Kubernetes可视化界面及监控安装


声明:这是我在大学毕业后进入第一家互联网工作学习的内容


背景

刚刚部署完压测环境kubernertes(以下简称k8s),测试人员需要对项目进行压测,我需要组装一个监控系统帮助测试人员更好地测试个项目性能,百度了很多方案,目前选择了Kubernetes-dashboard+heapster+influxdb+grafana这种方案。

要求说明

项目 版本号 targetPort nodePort
kubernetes 1.15
kubernetes-dashboard v1.10.1 9090 32666
heapster-amd64 v1.5.4 8082
heapster-grafana-amd64 v5.0.4 3000 31234
heapster-influxdb-amd64 v1.5.2 8086 30444

确保nodeport在整个k8s集群内唯一,版本号k8s和kubernetes-dashboard 有一些对应关系

kubernetes-dashboard的这个版本我没有做权限控制,比较麻烦,如果需要

heapster-grafana-amd64 是为了进一步监控每个容器的cpu、内存等更为具体的使用情况,如果你只需要kubernetes-dashboard的基础监控(页面上直观看到)那么只用装heapster-influxdb-amd64和heapster-amd64

简介

Kubernetes-dashboard

Kubernetes Dashboard 是 Kubernetes 集群的基于 Web 的通用 UI。它允许用户管理在群集中运行的应用程序并对其进行故障排除,以及管理群集本身。

由于Kubernetes API版本之间的重大更改,某些功能可能无法在仪表板中正常运行,这也导致了kubernetes-dashboard的兼容性问题比较严重,最好一个版本使用一个版本最稳定的dashboard。

比如kubernetes-dashboard 新版本:v2.0.0 兼容 Kubernetes 版本:1.18以上,对以下的版本不兼容。

如果想安装高版本可以看 Kubernetes 部署 Kubernetes-Dashboard v2.0.0

而本文kubernetes-dashboard:v1.10.1 兼容 kubernetes:1.15版本

Heapster

Heapster是容器集群监控和性能分析工具,天然的支持Kubernetes和CoreOS。

Kubernetes有个出名的监控agent—cAdvisor。在每个kubernetes Node上都会运行cAdvisor,它会收集本机以及容器的监控数据(cpu,memory,filesystem,network,uptime)。在较新的版本中,K8S已经将cAdvisor功能集成到kubelet组件中。每个Node节点可以直接进行web访问。

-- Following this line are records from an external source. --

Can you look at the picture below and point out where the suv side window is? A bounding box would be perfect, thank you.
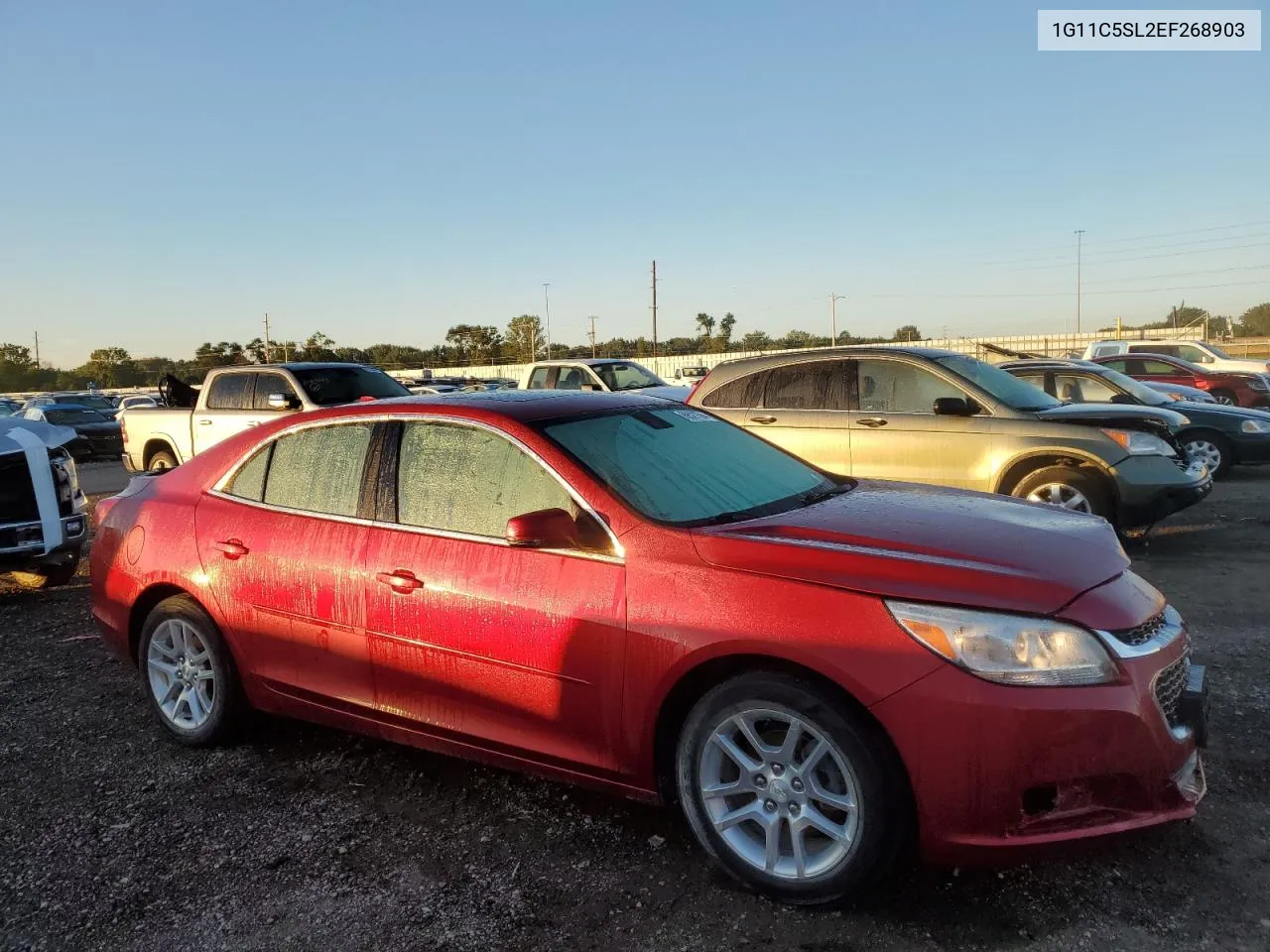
[1160,344,1212,363]
[398,422,577,538]
[763,361,847,410]
[1054,371,1116,404]
[251,373,298,410]
[857,359,966,414]
[207,373,255,410]
[260,422,375,516]
[701,371,768,410]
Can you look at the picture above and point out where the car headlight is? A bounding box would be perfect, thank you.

Heapster是一个收集者,Heapster可以收集Node节点上的cAdvisor数据,将每个Node上的cAdvisor的数据进行汇总,还可以按照kubernetes的资源类型来集合资源,比如Pod、Namespace,可以分别获取它们的CPU、内存、网络和磁盘的metric。默认的metric数据聚合时间间隔是1分钟。还可以把数据导入到第三方工具(如InfluxDB)。

Kubernetes原生dashboard的监控图表信息来自heapster。在Horizontal Pod Autoscaling中也用到了Heapster,HPA将Heapster作为Resource Metrics API,向其获取metric。

InfluxDB

InfluxDB是一个开源的时序数据库,使用GO语言开发,特别适合用于处理和分析资源监控数据这种时序相关数据。而InfluxDB自带的各种特殊函数如求标准差,随机取样数据,统计数据变化比等,使数据统计和实时分析变得十分方便。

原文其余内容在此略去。